With a lot of apples you need a big press or a lot of presses or both. At the New Forest Cider Pressing weekend on the New Forest Cider Farm in Burley we had both and the bonus of great weather over the weekend. This pile of apples ( and you are lucky you can’t smell it on the internet – ripe would be an understatement!) is Kingston Black, the holy grail of cidermakers. By the end of the weekend you’ll find you grow to quite like the smell of smoke and fermenting ripe apples, though it’s an acquired taste.
Despite taking part as a woodturner it won’t surprise you to know that the cidermaking is the major attraction for me. I had to work hard to finish pressing my own apples before leaving for the show. So the weekend is a great opportunity to finish off the season by talking to more cidermakers than you are ever likely to see in one place, taking in some history and consuming plenty of the product – all in the pursuit of knowledge of course - as well as turning a bit of wood. It’s more than a little bit indulgent, but in this article I’m going to look at the role that wood traditionally plays in pressing apples and I’ll save the greenwood part of the show for the next post.

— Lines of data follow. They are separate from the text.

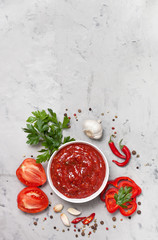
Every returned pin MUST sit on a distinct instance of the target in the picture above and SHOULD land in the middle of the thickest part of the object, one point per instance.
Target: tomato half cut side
(131, 208)
(30, 173)
(134, 191)
(110, 200)
(32, 200)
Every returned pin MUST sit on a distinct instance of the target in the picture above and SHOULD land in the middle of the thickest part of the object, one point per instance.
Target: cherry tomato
(32, 200)
(30, 173)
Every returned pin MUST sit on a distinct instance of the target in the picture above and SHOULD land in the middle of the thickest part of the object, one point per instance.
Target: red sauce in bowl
(77, 170)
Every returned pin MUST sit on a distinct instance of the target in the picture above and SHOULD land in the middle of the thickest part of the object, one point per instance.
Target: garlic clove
(93, 129)
(58, 208)
(73, 211)
(65, 219)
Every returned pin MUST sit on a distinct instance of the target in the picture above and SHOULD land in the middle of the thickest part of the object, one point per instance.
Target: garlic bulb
(58, 208)
(93, 129)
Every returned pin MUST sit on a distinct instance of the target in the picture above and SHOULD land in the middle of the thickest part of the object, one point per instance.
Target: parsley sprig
(123, 196)
(45, 129)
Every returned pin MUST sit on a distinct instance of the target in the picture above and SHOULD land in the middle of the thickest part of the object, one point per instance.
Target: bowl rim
(78, 200)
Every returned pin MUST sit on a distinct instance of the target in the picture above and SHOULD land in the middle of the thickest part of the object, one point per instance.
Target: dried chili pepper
(88, 219)
(115, 150)
(77, 220)
(126, 151)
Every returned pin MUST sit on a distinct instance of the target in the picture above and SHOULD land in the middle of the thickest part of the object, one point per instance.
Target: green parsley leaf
(123, 196)
(43, 157)
(45, 129)
(68, 139)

There were several presses working over the weekend and all were either manually powered or assisted by steam engines. This steam driven press is trailer mounted and has a mill (or scratter) in the center with a press on either end so that one can be loaded whilst the other is pressing. A great example of the type of mobile press used in Hereford and Gloucestershire at the beginning of the 20th Century.
As you can see, though the metalwork is the key to the moving parts, the press itself is largely wooden – and for good reason – as the cider apple juice is very acidic and full of tannins so will corrode iron if it comes in contact. So wood is used for the press, the tray and originally for the troughs and barrels though plastic and stainless steel have largely taken over these days.
Even the tools would have been wooden – a good wooden shovel was in use on one press. Typically the apple pomace (shredded apple pieces the size of peas) are pressed in cheeses, formed in a wooden frame and held together with hessian, cloth or even straw, built up on top of each other to the capacity of the press before all being pressed together.
You can never have too many presses. Over recent decades many old cider presses have decayed outside or in barns and cider houses and with barn conversions, it’s not unusual for them to be discarded as the apples they used to process are left rotting or the trees are grubbed up. Often only the metal work will survive, so how do you restore a vintage press ?
Over the weekend a team of cidermakers, sawyers and carpenters showed us how to restore a big wooden press. Here’s the wood in flatpack form, but you’ll need more than just an allen key to put it together. First up is the Stenner rack saw, again driven by a belt from a steam engine, to convert the oak butt into the big beams needed to take the pressure of the press.
This is a twin screw press and the screws are mounted up through the base of the bottom beam. Even the metalwork is too heavy to move by hand, one screw is almost in and the other is offered up with the help of a telehandler.
A great idea to rebuild the press at the show – as all of the woody The press didn’t quite make it into operation by the end of the weekend, but it wasn’t far off and I found it a really interesting demonstration of the skills needed to make, and also to keep these presses in operation year in and year out.
There was a very similar press to the one being rebuilt that was in use over the weekend which I understand was itself restored about 20 or so years ago – though it certainly looks as if the woodwork is older. It’s mounted on wheels and has a winch to assist in the raising of the top beams. So now you know how to do it there’s nothing to stop you making a press for next season?
Of course you might not want to start with such a big press, and that’s fine there are plenty of smaller presses around, or you can make your own to process the juice from spare apples from a couple of trees. The small fruit press and mill by Vigo are well made – though you pay a steep price and it’s not to hard to make up one yourself if you are so inclined. I started with a similar size of press but I soon built a bigger one though I am still (just) getting by on the Vigo scratter.
All too soon, apples pressed, cider drunk and even some wood turned – but that will have to wait for the next post – it was time to pack up and leave. A great weekend, lovely show and the very best of company – I’m very grateful that they all put up with me. I’ve learnt a lot and I can’t wait to do it again next year.
Before leaving Burley and fighting my way back to Sussex on the M27 I stop at Picket Post on top of the hill for a few minutes to take in the view and in the tranquility I enjoy the afterglow from the hard work of the weekend – not such a great sunset this year, but it’s become something of a tradition for me.